I need help with b... I found that k=.750880 for part a but I can't figure out what y would be to get potential energy.
A 52 g mass is attached to a massless spring and allowed to oscillate around an equilibrium according to:
y(t) = 0.8 * sin( 3.8 * t ) where y is measured in meters and t in seconds.
(a) What is the spring constant in N/m?
k = .750880 N/m
(b) What is the Total Energy in the mass and spring in J?
E = ???J
HELP: The total energy is the sum of the kinetic energy and potential energy. At what point in the motion is the energy all kinetic? At what point is it all potential? Can you compute it at this point?

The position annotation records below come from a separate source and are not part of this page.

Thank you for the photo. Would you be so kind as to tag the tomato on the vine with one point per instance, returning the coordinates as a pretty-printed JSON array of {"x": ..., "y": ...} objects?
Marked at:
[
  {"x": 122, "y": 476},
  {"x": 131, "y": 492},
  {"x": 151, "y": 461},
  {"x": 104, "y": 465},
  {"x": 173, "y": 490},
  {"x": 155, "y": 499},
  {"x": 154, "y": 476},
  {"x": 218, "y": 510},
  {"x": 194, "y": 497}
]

HELP: Kinetic energy is 1/2 * Mass * v2
Potential energy is 1/2 * k * y2
We know that at the mass's maximum y-position it has zero velocity, so simply compute Potential Energy at that point.
At equilibrium position, K.E.=max,P.E. = 0
At the two extreme points, K.E.=0,P.E.=max
Total energy is constant at ANY POINT.
We find E at extreme point.
E = 1/2*k*(0.8)^2
= 0.24J
but you know the velocity
dy/dt = .8 * 3.8 cos (3.8 t)
maximum velocity when sin (3.8 t) = 1
si
max Ke = total = (1/2) (.052)(.8*3.8)^2
lol, both method can find the answer
To find the potential energy at the maximum y-position, we need to determine the value of y at that point. In the given equation, y(t) = 0.8 * sin(3.8 * t), the maximum value of sin(3.8 * t) would be 1. Therefore, at the maximum y-position, y(t) = 0.8 * 1 = 0.8 meters.
Now, we can use the formula for potential energy: PE = 1/2 * k * y^2.
Substituting the given value of k = 0.750880 N/m and y = 0.8 m into the formula, we get:
PE = 1/2 * 0.750880 N/m * (0.8 m)^2
= 1/2 * 0.750880 N/m * 0.64 m^2
= 0.24028416 Nm = 0.240 J (rounded to three decimal places).
Therefore, the potential energy at the maximum y-position is 0.240 J.